1. Field of the Invention
The present invention relates in general to integrated circuits and in particular to an integrated circuit structure in which respective gate and drain portions of a plurality of MOSFET cells are accessible through a top surface of a lateral structure.
2. Description of the Prior Art
Insulated gate devices such as power metal-oxide-semiconductor field-effect transistors (or MOSFETs) often comprise a plurality of interconnected cells distributed laterally over a top surface of a substrate, where each cell includes a source, channel and drain region arranged laterally along the top surface. The source regions are typically interconnected by a metallization layer overlying the top surface of the device. Such top surface interconnection can increase the cost of the insulated-gate device and utilize surface area which could be used for other structures.
FIG. 1 is a cross sectional view of a previous design in which plural identical MOSFET cells are fabrccated laterally along the top surface of a substrate 1 and are connected to external circuitry by ohmic contacts bonded to the top surface. Two such MOSFET cells are indicated at 10 and 20, respectively.
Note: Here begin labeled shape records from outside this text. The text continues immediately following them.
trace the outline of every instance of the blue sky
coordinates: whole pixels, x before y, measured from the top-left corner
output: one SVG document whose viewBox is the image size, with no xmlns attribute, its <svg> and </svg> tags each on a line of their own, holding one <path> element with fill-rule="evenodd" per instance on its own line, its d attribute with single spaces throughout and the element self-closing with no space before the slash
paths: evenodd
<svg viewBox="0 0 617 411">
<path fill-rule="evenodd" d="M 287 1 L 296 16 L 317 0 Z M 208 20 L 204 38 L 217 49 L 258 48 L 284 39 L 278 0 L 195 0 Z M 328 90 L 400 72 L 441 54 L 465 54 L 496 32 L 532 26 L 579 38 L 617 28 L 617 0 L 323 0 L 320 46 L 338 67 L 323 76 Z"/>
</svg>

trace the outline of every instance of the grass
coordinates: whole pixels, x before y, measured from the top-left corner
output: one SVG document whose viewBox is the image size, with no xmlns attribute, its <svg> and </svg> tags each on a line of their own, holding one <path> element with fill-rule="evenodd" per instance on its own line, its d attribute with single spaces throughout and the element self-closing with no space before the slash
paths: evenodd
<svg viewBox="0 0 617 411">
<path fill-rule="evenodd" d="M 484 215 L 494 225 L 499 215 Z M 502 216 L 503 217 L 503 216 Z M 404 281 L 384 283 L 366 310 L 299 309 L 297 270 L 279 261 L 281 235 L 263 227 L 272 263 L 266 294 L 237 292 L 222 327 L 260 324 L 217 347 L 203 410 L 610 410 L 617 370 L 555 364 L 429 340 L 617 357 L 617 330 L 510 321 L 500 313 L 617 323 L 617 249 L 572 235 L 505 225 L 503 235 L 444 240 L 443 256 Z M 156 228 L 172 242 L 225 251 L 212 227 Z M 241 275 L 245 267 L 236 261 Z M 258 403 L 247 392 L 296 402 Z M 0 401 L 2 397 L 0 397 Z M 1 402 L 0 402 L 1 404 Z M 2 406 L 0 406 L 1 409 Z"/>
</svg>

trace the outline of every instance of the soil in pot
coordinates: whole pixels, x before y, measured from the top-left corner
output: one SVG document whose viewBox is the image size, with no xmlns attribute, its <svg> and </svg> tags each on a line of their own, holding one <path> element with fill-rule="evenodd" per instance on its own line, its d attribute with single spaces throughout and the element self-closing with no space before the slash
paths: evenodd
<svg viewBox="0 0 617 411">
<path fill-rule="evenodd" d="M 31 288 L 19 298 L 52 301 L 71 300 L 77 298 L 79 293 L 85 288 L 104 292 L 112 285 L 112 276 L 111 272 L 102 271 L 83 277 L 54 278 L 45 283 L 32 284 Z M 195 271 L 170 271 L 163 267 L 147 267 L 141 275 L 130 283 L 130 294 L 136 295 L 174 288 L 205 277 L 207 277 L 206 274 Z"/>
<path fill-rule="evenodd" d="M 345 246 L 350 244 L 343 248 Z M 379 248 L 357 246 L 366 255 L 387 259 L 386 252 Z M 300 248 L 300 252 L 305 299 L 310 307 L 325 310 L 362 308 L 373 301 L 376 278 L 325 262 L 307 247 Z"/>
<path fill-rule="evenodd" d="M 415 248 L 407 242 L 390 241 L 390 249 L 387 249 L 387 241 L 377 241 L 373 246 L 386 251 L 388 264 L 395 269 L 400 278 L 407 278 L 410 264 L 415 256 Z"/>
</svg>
The first MOSFET cell 10 includes a substrate-well contact 11 which is connected to a source terminal S.sub.1 through a first opening 17a provided in an insulating layer 17. One portion of the substrate-well contact 11 attaches to a p-type substrate contact region 15a at the top of a double diffused substrate-well 15. A second portion of the substrate-well contact 11 is bonded to the top of a n-type source region 16. A connecting region 15b extends laterally under the source region 16 from the substrate contact region 15a to a p-type channel region 15c which terminates at the top surface of the substrate 1. A silicon dioxide insulating layer 17 covers the channel region 15c and supports a polysilicon gate 18. The gate 18 is accessed by a gate terminal G.sub.1 extending upwardly from a gate contact 12. A drain terminal D.sub.1 rises vertically through a second opening 17b in the insulating layer 17 from a drain contact 13 that is bonded to the heavily doped (n+) surface of an n-type drain region 14. Contacts 11 and 13 are typically made of a metal such as a aluminum which bonds readily to the heavily doped surfaces of respective regions 15a, 16 and 14 and provides ohmic contact a the metal-semiconductor junctions.
The second MOSFET cell 20 is comprised of identical parts including a substrate-well contact 21 that is accessed through another opening 17c in the insulating layer by a second source terminal S.sub.2. A second gate contact 22 is provided coupled to a second gate terminal G.sub.2. A second drain contact 23 is accessed through the insulating layer 17 (opening 17d) by a second drain terminal D.sub.2. The substrate 1 also includes a drift region 2 (n-), portions of which project to the top surface between the channel and drain regions of each MOSFET cell; an epitaxial layer 3 (p--), a bulk layer 4 (p+) and a substrate contact 5 at the bottom surface of the substrate as shown in FIG. 1. The substrate contact 5 is typically coupled to ground through a substrate terminal SBST.
In many previous circuits, the first and second source terminals, S.sub.1 and S.sub.2 are connected to a common point, such as ground, by a conductive metallization layer represented by a ground bus 30 in FIG. 1. This metallization layer is often insulatively disposed over the top surface of the device and connected to individual source regions through openings (e.g. the first and third openings, 17a and 17c) provided in one or more insulating layers. As previously mentioned, this arrangement can increase the cost of the device and also utilize space needed for other structural features.
For situations where multiple semiconductor cells, such as MOEFET cells 10 and 20 of FIG. 1, are dispersed across the entire face of an integrated circuit chip (IC), it is often necessary to provide a plurality of inter-cell coupling layers which span across and consume major portions of the surface area available at the top of the IC. The inter-cell coupling layers are typically formed in separate fabrication steps wherein a first insulation layer (e.g. oxide layer) is deposited on the top face of the IC, through-holes are etched at required locations to permit connection to semiconductor regions of the substrate, a first metal layer (e.g. aluminum) is deposited on the first insulation layer in a predetermined pattern to connect selected substrate regions one to the other, a second insulation layer is deposited over the first metal layer, through-holes are etched in accurate alignment with the through holes of the first insulation layer, and a second metal layer is deposited across the top face of the IC to provide additional intercoupling of cells dispersed aross the IC. The deposition of each set of metal connecting layer and oxide insulating layer adds to the cost of the final IC and increases the probability that a fault will develop during fabrication thereby lowering the manufacturing yield. An inter-cell coupling arrangement which obviates the need for at least one set of metal and insulating layers would reduce cost, increase manufacturing yield, and permit denser circuit packing by freeing chip surface areas previously occupied by the prior art through-hole connections provided through the insulation layers for accessing the top surface of the semiconductor substrate.